Background:

Disease-specific genetic information has been increasing at rapid rates due to major technological advances. Numerous systems designed to capture and organize this mounting sea of information have emerged, but these resources differ dramatically in their disease coverage and genetic depth. With few exceptions, researchers must search a variety of sites manually to assemble a complete set of genetic evidence for a particular disease of interest. Therefore, we elected to design a real-time aggregation tool that provides both comprehensive coverage and reliable gene-to-disease rankings for any disease. Our tool, called Genotator, automatically integrates data from 11 publically accessible clinical genetics resources and uses these data in a straightforward formula to rank genes in order of disease relevance. We tested the accuracy of coverage of Genotator in two separate disease use cases, Autism Spectrum Disorder and Parkinson Disease for which there exist specialty curated databases.

Results:

Genotator demonstrated that most of the 11 selected databases contain unique information about the genetic composition of disease, with 1186 genes found in only one of the 11 databases. These findings confirm that the integration of these databases provides a more complete picture than would be possible from any one database alone. Genotator successfully identified over 75% of the top 50 ranked genes for Autism, and over 75% of the top ranked Parkinson Disease candidates.

Conclusions:

As a meta-query engine, Genotator provides high coverage of both historical genetic research as well as recent advances in the genetic understanding of specific diseases.

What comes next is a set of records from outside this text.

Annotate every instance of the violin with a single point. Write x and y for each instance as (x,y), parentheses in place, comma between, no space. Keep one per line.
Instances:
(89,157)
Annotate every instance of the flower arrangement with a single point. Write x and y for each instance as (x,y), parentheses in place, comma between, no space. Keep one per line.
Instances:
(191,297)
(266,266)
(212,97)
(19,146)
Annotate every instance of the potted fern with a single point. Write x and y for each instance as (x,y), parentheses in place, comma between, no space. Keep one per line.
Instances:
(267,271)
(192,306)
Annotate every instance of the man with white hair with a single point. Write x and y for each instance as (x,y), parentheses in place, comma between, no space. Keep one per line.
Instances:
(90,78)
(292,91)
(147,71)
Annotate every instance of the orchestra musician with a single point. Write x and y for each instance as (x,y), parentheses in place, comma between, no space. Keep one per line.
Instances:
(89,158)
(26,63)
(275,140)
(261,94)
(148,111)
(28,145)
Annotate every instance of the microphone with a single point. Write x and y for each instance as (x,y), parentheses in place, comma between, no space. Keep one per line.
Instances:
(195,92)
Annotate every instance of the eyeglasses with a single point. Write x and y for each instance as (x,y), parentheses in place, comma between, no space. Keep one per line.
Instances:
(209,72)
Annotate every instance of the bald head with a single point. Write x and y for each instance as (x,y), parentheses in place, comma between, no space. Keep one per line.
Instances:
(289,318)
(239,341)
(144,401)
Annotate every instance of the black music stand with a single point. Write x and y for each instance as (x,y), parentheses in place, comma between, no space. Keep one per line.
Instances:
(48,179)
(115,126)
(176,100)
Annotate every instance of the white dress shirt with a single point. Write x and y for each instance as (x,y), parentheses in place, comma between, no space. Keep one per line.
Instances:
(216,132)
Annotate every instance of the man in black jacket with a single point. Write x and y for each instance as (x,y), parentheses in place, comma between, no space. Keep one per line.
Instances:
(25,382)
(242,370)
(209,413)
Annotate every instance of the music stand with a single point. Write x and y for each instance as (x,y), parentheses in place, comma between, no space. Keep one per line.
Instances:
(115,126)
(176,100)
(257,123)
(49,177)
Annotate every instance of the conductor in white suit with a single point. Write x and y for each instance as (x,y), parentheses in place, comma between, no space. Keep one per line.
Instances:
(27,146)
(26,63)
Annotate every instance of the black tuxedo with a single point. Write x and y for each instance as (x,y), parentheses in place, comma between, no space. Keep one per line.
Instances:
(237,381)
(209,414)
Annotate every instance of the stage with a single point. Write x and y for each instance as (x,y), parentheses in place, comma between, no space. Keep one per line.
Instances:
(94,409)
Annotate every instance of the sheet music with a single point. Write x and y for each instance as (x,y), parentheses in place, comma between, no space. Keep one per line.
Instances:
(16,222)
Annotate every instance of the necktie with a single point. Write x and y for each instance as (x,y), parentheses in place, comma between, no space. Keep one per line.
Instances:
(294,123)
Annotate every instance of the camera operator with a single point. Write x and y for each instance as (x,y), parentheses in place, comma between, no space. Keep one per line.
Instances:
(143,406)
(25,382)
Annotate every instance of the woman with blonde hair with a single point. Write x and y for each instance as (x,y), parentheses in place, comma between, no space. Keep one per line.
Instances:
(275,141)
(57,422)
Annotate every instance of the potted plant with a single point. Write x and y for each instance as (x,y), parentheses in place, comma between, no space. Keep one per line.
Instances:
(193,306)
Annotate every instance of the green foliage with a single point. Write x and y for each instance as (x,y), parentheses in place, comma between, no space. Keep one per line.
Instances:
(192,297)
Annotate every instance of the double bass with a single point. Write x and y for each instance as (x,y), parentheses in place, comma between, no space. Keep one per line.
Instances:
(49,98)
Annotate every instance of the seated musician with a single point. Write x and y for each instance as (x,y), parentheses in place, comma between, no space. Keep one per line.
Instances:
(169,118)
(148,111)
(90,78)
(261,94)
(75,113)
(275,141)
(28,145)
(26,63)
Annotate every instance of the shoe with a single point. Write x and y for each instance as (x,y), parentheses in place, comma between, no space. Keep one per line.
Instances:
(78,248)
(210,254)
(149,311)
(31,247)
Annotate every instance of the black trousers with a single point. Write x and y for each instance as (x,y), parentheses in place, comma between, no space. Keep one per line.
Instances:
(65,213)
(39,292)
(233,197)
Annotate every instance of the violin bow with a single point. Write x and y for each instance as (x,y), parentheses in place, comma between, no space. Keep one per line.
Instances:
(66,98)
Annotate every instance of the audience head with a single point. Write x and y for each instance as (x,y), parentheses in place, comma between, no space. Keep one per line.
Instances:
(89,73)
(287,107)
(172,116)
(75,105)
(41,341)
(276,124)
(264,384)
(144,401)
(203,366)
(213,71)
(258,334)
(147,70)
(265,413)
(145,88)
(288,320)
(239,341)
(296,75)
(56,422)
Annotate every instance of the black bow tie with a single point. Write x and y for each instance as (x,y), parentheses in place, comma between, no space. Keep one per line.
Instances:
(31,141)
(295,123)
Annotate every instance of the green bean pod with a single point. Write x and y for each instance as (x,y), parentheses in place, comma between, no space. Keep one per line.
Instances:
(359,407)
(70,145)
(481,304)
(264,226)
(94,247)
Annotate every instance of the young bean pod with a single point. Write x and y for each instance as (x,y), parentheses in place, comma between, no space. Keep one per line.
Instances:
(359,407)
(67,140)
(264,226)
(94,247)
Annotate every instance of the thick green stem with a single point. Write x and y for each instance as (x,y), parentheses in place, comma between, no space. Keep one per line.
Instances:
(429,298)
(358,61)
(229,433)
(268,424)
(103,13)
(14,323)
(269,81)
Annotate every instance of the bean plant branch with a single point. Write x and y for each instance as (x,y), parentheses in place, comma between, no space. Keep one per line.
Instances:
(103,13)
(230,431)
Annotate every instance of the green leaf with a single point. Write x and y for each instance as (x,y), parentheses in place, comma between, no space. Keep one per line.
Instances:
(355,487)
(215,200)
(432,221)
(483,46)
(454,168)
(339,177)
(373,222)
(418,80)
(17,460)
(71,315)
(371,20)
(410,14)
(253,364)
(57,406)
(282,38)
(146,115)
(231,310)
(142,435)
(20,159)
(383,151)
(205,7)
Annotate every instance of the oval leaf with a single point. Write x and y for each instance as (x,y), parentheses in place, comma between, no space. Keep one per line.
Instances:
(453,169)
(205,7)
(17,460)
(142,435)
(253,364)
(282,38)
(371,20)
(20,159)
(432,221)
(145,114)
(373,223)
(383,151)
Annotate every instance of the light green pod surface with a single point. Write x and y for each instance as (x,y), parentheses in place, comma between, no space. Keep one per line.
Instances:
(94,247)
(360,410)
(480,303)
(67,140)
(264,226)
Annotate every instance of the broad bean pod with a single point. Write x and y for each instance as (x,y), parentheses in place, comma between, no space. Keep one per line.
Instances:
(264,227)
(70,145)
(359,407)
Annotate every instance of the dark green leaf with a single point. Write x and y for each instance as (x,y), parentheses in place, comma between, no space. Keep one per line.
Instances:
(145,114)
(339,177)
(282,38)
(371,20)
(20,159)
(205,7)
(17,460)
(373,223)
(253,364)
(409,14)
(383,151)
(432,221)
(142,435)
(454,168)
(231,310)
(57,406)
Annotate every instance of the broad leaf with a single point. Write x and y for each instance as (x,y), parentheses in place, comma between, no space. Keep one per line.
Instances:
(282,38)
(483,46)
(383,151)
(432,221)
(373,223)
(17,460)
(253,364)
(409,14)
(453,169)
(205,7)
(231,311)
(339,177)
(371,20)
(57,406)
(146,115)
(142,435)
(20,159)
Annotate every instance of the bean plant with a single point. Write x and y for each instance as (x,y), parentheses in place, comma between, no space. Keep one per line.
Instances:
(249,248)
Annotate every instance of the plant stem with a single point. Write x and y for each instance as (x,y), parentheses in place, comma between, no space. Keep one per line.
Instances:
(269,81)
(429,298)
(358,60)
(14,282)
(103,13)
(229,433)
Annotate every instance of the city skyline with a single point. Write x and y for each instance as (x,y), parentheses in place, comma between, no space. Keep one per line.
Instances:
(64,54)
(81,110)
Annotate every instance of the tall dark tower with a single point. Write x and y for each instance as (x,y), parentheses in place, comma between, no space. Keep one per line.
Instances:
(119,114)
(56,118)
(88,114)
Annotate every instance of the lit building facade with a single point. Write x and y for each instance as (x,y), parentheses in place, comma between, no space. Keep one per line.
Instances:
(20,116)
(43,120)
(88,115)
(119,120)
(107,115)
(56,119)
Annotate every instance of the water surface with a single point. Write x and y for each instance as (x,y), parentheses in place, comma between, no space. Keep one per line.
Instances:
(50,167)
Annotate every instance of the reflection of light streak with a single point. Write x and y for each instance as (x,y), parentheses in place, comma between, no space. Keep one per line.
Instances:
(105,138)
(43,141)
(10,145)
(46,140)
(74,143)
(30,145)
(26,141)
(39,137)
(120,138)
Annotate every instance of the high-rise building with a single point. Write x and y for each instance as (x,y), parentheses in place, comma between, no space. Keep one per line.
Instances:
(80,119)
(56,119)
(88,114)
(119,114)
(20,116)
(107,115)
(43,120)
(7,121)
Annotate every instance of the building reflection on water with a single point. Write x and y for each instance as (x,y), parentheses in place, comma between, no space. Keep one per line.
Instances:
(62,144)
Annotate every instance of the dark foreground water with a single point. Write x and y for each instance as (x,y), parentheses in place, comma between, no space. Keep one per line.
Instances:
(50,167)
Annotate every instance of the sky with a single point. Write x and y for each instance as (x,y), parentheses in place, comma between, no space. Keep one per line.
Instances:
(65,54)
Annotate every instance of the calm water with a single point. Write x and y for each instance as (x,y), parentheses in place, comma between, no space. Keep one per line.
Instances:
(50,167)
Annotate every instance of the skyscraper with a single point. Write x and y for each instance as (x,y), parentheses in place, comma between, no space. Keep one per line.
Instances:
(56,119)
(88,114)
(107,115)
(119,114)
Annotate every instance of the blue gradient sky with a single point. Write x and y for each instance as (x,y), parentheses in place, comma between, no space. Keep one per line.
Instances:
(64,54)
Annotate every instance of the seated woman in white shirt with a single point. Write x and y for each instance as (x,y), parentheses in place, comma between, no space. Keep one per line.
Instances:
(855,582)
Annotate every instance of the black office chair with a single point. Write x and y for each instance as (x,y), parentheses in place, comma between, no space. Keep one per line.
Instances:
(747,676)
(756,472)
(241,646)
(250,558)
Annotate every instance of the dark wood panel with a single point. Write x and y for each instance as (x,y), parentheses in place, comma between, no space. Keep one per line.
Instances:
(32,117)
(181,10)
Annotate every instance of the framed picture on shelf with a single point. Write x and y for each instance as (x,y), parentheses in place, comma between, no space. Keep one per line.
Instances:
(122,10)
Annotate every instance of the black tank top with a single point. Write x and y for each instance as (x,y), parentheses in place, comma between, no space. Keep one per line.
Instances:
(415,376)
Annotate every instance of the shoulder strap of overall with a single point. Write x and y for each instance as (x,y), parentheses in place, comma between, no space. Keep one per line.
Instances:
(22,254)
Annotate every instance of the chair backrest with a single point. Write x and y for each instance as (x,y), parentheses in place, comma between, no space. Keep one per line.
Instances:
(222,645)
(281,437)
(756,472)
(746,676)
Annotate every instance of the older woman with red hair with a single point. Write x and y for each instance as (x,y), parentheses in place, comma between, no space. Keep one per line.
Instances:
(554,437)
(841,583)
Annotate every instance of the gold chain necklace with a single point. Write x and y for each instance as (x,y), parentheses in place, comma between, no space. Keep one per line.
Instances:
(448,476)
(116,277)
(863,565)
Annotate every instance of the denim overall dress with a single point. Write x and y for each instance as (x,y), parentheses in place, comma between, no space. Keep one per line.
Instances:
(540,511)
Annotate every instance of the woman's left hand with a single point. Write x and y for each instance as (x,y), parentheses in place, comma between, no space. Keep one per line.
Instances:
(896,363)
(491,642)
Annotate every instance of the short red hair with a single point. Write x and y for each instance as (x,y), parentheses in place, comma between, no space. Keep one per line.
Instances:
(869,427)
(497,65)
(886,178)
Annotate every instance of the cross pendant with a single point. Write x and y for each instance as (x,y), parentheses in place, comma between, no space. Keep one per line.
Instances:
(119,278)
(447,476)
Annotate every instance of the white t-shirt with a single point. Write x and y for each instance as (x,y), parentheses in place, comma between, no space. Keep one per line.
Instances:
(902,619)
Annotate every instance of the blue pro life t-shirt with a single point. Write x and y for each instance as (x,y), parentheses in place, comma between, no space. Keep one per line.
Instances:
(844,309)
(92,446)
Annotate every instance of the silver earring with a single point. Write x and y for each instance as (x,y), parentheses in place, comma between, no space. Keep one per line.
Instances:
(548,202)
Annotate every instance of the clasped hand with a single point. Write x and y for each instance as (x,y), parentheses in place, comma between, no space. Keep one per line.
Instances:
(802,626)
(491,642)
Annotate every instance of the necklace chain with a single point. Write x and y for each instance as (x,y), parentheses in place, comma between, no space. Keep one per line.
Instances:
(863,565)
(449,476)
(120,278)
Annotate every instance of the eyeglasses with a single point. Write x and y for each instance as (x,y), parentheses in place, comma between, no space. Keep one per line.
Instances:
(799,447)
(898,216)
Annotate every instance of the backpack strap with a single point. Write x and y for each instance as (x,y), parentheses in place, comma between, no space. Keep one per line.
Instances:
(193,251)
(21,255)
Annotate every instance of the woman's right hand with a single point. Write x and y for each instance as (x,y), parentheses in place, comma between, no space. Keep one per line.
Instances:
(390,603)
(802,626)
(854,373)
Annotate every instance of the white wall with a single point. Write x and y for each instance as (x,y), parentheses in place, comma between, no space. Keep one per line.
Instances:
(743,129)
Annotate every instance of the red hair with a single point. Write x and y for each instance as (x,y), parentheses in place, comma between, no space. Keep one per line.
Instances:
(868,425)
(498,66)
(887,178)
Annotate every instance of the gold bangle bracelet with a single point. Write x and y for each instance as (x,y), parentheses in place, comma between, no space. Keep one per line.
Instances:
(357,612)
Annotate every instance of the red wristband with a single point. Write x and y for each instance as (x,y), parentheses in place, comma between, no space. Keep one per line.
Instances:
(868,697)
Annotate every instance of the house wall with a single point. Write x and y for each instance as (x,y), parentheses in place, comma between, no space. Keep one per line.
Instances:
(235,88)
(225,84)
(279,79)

As such, Genotator provides a real-time aggregation of ranked data that remains current with the pace of research in the disease fields. s algorithm appropriately transforms query terms to match the input requirements of each targeted databases and accurately resolves named synonyms to ensure full coverage of the genetic results with official nomenclature. Genotator generates an excel-style output that is consistent across disease queries and readily importable to other applications.